Mahsa Amini; 13 Eylül'de İran'da oluşturulan bir “yeniden eğitim merkezine” götürüldükten sonra komaya girdi ve üç gün sonra da öldü. İran rejimi Amini'nin sadece kalp krizi geçirdiğini iddia etti ve işkence olmadığı konusunda ısrar etti.

Ardından gelen protestolar, doğal olarak Amini'nin ölümü için hesap sorulmasını talep ederken, aynı zamanda İbrahim Reisi'nin önderliğine karşı da sesini yükseltiyor.

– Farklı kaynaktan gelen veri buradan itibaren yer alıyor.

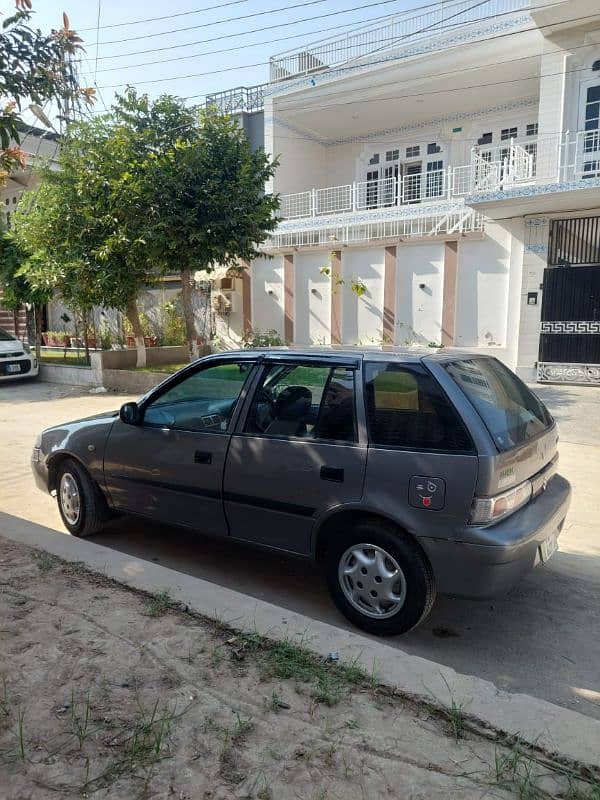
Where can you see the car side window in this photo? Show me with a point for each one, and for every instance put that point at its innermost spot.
(304, 401)
(406, 408)
(203, 401)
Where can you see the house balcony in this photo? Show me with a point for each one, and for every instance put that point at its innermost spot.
(556, 173)
(416, 206)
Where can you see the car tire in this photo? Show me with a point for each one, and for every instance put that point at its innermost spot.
(379, 579)
(81, 504)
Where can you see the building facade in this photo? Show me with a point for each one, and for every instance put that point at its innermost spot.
(440, 184)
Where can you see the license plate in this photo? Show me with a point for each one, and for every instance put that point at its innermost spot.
(548, 547)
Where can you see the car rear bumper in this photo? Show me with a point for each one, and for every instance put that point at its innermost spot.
(39, 469)
(28, 368)
(506, 551)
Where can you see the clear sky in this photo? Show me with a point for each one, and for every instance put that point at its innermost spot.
(215, 49)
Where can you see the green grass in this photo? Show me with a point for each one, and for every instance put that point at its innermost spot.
(166, 369)
(72, 358)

Tahran'ın neredeyse her büyük şehrinde ve bir zamanlar ruhani liderliğin kalesi olarak kabul edilenler de dahil olmak üzere neredeyse her bölgesinde artık “diktatöre ölüm” sloganları duyuluyor.

Bu hafta sonu gösterilerin başlayalı bir ay oldu ve rejim değişikliğine yönelik talepler, protestoların ilk patlak vermesinden bu yana daha belirgin hale geldi.

Son zamanlarda, lise düzeyindeki gençler bile, dini lider Ali Hamaney ve İran'ın kurucusu Humeyni'nin görüntülerini tahrif eden videolar çekerek "Diktatöre ölüm" ve “Zalimlere ölüm" gibi sloganlar kullanmaya başladı. Ayrıca bu çağrılar çok çeşitli demografik ve sosyal gruplar tarafından destekleniyor.

Geçen hafta, İran petrol endüstrisinde de, açık bir şekilde ayaklanmayı desteklemek için grevler düzenlenmeye başladı. Şimdiye kadar, bu grev girişiminden dolayı 200'den fazla insanın hayatını kaybettiği belirtiliyor.

Rejimin polis şefinin sözleriyle; “Bazı güvenlik güçlerinin, protestoculara “gereksiz sempati göstermesi” nedeniyle, protestoculara müdahale etmek istememesi ve ateş açmadıkları yönündeki raporlar da ortaya çıkmaya başladı.

Bu grevler, halihazırda zaten kırılgan olan bir ekonomiyi tehdit ederken, yabancı gözlemciler ve İran karar alıcıları için bu ayaklanmanın yeni bir devrime yol açabileceğini inkar etmek giderek zorlaşıyor.